Moreover, this study has shown that socioeconomic determinants must be taken into account in the measurement of MCP, as these result in understanding the risks of child poverty. This research is based on the arguments of Bronfenbrenner and Morris (1998), Minkkinen (2013) and we have verified that the CLCA models estimated in this research have been an empirical test of the statements of Biggeri and Cuesta (2021) presented in their IFCP model—the factors that interact in the lives of children and influence their standard of living, influence their problems of experiencing MCP as well.

The study shows that there are high risks of Central American children experiencing MCP due to different socioeconomic factors, such as indigenous population, low educational level, young women as heads of households, rural population or children from specific regions of El Salvador and Belize, which also They determine both the degree of presenting MCP and the vulnerability of falling into extreme, moderate or low poverty. These structural factors reinforce the intergenerational transmission of poverty (Bird, 2007).
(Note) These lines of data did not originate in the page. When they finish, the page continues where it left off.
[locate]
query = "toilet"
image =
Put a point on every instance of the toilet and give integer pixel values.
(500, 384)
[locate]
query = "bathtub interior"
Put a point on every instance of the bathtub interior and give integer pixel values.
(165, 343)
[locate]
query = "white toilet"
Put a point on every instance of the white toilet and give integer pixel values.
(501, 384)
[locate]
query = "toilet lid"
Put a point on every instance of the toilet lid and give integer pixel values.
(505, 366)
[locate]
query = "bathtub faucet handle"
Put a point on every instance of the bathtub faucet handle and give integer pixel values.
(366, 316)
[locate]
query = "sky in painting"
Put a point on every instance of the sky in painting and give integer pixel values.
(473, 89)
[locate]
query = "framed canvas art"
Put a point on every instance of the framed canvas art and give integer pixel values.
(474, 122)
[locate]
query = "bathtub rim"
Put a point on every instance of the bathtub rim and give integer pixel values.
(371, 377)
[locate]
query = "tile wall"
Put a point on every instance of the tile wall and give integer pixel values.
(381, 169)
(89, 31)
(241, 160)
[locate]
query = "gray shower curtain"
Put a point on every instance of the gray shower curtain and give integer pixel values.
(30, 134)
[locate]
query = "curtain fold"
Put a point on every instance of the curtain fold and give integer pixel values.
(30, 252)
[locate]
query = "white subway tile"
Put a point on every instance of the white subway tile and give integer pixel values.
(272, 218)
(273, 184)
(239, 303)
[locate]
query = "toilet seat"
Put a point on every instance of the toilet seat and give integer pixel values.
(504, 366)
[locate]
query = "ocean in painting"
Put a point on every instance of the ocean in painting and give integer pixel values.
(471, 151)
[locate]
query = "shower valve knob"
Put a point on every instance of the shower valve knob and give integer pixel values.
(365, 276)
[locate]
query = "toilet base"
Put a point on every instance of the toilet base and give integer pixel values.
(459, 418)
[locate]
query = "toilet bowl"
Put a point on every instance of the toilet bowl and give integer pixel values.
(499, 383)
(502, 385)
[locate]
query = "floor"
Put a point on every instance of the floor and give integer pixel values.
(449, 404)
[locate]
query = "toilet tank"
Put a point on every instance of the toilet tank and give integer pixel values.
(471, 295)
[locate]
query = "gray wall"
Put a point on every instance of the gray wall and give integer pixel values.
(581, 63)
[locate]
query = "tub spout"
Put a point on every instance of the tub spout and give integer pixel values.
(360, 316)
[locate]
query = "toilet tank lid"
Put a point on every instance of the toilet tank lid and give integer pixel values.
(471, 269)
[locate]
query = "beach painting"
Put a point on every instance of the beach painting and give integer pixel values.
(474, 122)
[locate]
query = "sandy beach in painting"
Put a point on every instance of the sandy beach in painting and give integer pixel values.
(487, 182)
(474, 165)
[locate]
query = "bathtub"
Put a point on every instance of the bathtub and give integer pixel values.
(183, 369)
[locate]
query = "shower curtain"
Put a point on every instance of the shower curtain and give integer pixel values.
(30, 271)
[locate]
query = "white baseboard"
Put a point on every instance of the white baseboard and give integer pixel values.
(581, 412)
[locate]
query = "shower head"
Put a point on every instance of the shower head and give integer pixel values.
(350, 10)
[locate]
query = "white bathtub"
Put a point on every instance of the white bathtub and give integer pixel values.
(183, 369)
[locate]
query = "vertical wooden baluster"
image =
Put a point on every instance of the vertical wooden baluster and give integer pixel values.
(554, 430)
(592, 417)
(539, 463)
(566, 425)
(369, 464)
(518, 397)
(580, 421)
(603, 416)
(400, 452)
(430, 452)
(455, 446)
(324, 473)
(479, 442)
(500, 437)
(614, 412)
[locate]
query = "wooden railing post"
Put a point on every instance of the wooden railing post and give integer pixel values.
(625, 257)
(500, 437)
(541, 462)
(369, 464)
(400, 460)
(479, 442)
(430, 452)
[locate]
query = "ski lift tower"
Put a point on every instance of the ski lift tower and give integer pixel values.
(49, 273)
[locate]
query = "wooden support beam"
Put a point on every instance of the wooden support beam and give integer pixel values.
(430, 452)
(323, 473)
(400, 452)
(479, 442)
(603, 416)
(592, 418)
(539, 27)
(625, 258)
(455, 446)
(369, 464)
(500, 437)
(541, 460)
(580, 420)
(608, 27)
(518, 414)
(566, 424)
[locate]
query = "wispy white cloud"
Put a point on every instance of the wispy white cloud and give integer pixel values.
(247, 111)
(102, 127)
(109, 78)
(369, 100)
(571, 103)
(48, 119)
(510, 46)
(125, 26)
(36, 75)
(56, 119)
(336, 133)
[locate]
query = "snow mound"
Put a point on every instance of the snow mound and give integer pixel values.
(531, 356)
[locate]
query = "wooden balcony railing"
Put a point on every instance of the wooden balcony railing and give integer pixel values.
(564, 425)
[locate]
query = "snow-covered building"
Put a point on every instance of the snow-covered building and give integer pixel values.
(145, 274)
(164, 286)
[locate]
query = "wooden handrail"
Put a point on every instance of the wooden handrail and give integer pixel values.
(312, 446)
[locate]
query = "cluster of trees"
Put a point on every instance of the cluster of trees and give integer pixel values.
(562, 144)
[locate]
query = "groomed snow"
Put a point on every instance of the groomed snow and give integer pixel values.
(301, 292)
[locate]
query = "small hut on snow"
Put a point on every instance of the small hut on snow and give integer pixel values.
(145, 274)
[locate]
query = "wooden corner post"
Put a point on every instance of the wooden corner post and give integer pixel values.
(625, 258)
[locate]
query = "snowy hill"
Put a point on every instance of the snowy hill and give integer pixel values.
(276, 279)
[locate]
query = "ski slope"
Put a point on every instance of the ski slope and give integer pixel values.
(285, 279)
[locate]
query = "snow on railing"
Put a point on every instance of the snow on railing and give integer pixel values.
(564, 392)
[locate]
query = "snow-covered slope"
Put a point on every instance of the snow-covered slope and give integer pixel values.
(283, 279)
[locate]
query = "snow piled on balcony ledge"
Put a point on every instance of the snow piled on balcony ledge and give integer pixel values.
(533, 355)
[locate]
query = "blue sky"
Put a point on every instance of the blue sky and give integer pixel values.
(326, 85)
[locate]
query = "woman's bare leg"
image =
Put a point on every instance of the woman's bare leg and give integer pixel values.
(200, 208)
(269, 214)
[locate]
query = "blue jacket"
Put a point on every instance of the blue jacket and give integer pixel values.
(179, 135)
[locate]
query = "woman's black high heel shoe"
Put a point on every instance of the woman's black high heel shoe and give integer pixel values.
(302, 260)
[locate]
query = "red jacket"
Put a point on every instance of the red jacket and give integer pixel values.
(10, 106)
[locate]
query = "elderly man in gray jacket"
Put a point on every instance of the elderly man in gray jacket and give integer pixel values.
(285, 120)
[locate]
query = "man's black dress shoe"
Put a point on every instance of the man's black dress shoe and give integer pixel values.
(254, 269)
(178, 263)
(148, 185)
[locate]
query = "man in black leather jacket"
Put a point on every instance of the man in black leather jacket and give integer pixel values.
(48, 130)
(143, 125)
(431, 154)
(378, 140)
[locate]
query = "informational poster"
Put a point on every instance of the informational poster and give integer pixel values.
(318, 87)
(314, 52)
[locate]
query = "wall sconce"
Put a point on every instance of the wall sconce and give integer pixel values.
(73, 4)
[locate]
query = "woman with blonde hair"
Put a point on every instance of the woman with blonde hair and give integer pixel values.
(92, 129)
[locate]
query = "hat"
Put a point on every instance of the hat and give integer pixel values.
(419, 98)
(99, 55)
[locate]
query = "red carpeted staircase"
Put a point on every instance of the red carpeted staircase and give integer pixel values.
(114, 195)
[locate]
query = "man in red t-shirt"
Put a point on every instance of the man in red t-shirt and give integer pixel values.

Giddens (2006) and Schotte et al (2018) have argued that poverty and social stratification also reveal a marked differentiation of social patterns in the structure of a society. The results of the study reveal that there are three strata of MCP in Belize and four strata in El Salvador, which explains greater disparities and deep deprivations in access to children's rights in El Salvador. And its moderate poverty stratum is divided, considering low poverty, this leads to deep disparities or more severe poverty, and it is more difficult for Salvadorans in extreme poverty to get out of it.
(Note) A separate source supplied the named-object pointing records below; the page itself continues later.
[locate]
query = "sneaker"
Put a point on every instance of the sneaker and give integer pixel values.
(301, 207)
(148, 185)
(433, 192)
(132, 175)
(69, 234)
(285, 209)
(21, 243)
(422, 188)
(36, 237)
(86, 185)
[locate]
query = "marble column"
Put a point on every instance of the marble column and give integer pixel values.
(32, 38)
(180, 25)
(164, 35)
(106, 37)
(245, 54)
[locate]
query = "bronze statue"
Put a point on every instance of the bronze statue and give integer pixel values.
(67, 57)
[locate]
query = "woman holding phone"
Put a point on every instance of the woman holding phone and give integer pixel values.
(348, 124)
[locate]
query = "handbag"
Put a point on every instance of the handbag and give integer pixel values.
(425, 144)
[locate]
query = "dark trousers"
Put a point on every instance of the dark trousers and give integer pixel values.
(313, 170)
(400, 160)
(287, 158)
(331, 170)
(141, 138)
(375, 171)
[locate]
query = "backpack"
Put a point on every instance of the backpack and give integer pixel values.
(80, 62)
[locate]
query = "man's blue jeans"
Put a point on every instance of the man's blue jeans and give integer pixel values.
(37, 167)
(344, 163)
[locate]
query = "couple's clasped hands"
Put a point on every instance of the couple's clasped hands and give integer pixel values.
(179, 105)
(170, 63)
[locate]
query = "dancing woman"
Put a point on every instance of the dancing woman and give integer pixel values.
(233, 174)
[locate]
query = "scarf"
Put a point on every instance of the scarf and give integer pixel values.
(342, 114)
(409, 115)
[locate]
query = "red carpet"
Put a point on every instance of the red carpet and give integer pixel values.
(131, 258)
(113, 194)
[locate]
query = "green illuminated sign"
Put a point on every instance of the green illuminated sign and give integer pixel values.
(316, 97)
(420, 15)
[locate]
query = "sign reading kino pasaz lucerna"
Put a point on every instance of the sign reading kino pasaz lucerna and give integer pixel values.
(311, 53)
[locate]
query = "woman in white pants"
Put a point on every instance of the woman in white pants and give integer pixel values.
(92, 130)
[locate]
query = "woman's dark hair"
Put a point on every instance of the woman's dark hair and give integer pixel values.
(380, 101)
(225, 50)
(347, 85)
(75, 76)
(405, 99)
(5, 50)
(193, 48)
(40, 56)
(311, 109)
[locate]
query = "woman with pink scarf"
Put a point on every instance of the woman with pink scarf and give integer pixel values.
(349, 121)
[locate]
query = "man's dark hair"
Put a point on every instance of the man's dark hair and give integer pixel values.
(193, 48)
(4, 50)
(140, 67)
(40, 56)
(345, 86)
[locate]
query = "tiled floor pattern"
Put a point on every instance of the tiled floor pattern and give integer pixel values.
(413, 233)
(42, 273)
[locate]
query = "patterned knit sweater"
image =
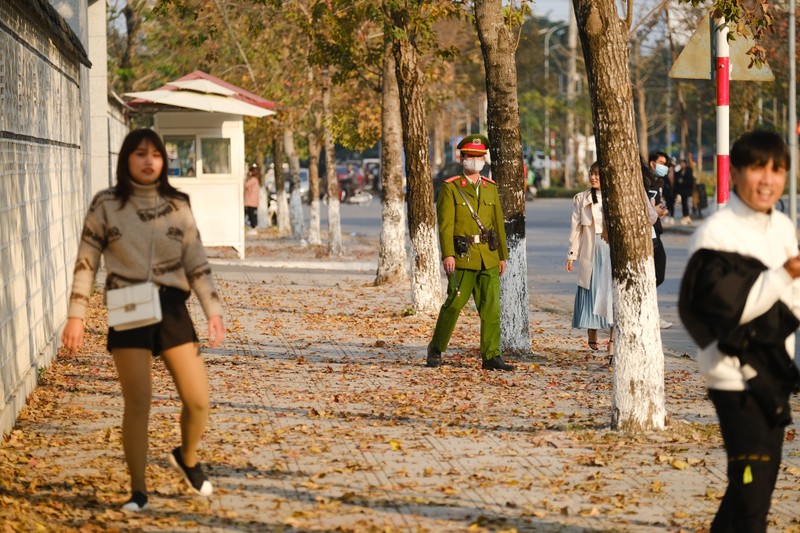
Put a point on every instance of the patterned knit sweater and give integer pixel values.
(124, 237)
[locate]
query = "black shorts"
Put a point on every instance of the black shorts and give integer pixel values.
(175, 328)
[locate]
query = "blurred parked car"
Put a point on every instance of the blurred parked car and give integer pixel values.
(351, 178)
(450, 169)
(304, 187)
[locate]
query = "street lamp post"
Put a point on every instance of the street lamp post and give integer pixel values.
(547, 141)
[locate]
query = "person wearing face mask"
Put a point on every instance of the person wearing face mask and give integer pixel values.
(474, 254)
(654, 174)
(588, 246)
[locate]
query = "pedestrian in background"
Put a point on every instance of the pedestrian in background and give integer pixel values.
(588, 246)
(653, 175)
(251, 193)
(474, 251)
(740, 301)
(142, 217)
(684, 179)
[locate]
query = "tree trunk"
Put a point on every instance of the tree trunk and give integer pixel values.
(295, 203)
(498, 46)
(392, 257)
(638, 382)
(334, 217)
(426, 281)
(314, 237)
(438, 133)
(280, 187)
(570, 168)
(684, 148)
(641, 102)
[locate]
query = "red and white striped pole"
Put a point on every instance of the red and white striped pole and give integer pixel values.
(723, 74)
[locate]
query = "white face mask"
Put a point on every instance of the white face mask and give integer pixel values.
(473, 165)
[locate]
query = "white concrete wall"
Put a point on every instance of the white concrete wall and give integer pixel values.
(98, 97)
(43, 193)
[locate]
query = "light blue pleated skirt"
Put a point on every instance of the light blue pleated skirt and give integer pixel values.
(583, 311)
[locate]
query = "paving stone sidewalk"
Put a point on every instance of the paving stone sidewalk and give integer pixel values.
(325, 419)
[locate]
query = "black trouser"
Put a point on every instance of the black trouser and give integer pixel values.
(754, 456)
(251, 213)
(660, 260)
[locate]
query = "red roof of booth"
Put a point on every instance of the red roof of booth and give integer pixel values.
(199, 90)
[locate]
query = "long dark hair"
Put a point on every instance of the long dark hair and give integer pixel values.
(123, 188)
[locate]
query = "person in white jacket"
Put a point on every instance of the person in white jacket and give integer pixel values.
(588, 247)
(740, 301)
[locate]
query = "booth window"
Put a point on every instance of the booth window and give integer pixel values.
(181, 155)
(216, 156)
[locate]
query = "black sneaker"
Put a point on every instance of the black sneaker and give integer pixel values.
(496, 363)
(136, 503)
(194, 476)
(434, 357)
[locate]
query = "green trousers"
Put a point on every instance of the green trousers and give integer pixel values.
(484, 287)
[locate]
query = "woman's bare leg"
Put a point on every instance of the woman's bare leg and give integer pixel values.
(188, 371)
(134, 371)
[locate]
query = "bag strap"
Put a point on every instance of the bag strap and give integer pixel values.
(152, 242)
(472, 211)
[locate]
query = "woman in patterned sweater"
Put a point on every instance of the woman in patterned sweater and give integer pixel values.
(144, 225)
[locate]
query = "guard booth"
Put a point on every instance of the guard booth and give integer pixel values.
(200, 118)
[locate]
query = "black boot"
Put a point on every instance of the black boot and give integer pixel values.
(496, 363)
(434, 357)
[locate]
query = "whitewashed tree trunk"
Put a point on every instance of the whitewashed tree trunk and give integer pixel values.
(638, 382)
(334, 217)
(515, 330)
(263, 205)
(314, 237)
(392, 257)
(426, 285)
(280, 188)
(498, 43)
(295, 204)
(284, 223)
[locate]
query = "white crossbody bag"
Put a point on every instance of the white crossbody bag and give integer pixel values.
(137, 305)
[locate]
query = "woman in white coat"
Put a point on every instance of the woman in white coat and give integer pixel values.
(588, 247)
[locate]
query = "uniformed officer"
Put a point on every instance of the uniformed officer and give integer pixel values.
(474, 252)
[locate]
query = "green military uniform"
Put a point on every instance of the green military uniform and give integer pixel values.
(476, 272)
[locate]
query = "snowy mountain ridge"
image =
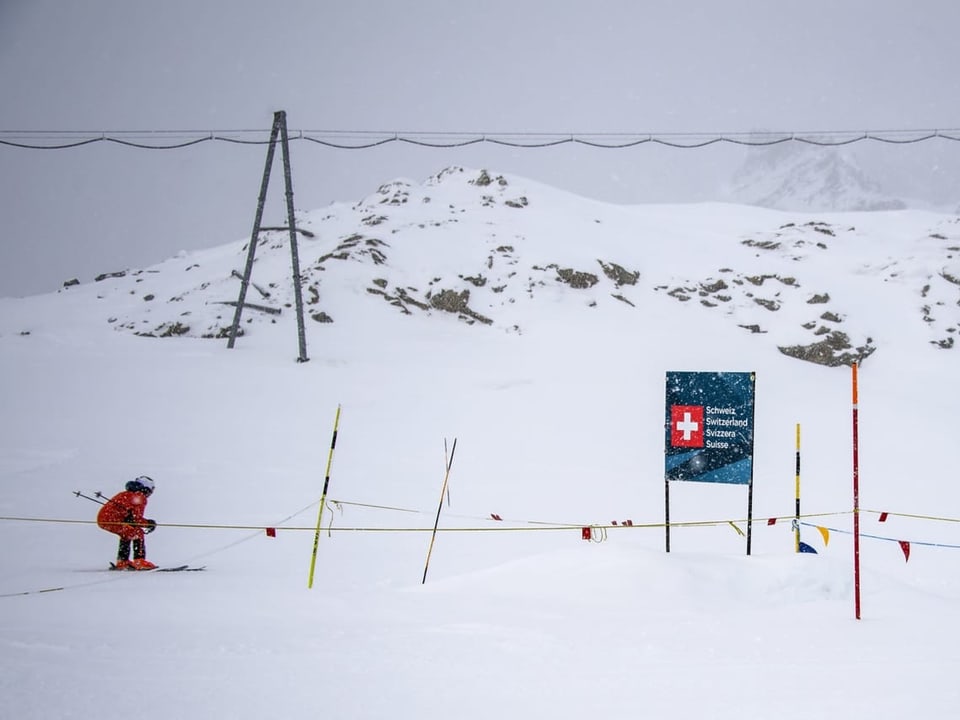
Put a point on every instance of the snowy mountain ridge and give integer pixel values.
(496, 243)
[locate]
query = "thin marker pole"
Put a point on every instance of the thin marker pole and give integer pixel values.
(436, 523)
(323, 499)
(796, 524)
(856, 499)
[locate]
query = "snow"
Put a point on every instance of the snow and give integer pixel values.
(558, 425)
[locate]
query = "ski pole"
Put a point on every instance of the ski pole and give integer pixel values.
(87, 497)
(436, 522)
This stratification also reveals that inequities have led fewer opportunities to access to decent living conditions (employment, health, education, etc.) and mean that vulnerable and poor children remain in a life cycle of poverty disadvantage (Jasso-Gutiérrez & López-Ortega, 2014).
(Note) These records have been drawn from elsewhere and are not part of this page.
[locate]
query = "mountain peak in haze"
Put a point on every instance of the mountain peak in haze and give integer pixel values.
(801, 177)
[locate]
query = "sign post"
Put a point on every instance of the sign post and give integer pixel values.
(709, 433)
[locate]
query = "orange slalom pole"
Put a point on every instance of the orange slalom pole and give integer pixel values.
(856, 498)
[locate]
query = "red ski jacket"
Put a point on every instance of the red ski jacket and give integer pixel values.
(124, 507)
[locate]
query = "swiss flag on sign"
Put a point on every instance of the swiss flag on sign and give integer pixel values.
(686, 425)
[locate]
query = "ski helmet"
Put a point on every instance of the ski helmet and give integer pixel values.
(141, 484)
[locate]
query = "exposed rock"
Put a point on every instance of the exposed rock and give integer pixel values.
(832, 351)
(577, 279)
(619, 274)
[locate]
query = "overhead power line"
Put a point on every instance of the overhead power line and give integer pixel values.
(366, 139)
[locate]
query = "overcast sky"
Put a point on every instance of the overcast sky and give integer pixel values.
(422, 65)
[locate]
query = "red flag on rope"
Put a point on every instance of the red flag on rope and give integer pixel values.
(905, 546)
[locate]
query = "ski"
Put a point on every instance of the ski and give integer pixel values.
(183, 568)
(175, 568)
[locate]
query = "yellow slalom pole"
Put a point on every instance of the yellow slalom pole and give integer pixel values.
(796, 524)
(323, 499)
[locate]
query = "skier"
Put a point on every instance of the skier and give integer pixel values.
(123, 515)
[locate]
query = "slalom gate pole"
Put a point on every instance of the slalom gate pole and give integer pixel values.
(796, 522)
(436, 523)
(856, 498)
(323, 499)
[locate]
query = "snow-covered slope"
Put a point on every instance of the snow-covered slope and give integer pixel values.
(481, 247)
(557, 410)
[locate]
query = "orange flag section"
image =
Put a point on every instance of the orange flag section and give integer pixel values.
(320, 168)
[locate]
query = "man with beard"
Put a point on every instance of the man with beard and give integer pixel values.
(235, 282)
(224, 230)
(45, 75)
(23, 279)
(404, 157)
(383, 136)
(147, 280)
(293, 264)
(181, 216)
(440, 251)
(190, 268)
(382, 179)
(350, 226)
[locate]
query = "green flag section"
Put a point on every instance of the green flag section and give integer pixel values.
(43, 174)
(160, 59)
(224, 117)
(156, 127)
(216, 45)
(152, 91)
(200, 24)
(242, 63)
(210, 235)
Based on this MCP research, Central American countries should conduct updated surveys that can reveal children’s current living standards to derive reliable poverty measures for informing social policies. This could help the construction and articulation of child citizenship, as well as respect for children’s rights to eradicate MCP and achieve child wellbeing.

7 Conclusion

Therefore, this research concludes with some possible mechanisms to eradicate the MCP based on compliance with the rights of children in Central America for the reduction of child poverty and achieving the children’s wellbeing:

  1. 1.

    Constitute and implement legal frameworks and operational mechanisms at the domestic level that incorporate the rights of children established in the UNCRC (UN, 1989).

  2. 2.

    Recognize that poverty is multidimensional and multifactorial, as it is determined by different social, cultural, economic and environmental factors.

  3. 3.

    Build and implement social security schemes and anti-poverty policies based on more comprehensive social policies, in accordance with the provisions of international conventions, national laws and regulations.

  4. 4.

    Establish a commitment among Latin American countries to evaluate social assistance programs and other types of social protection, in accordance with the principle of progressivity established in the UNCRC (UN, 1989).

  5. 5.

    Implement viable protection systems with communities at the local level, to make children's rights effective and to guide their wellbeing.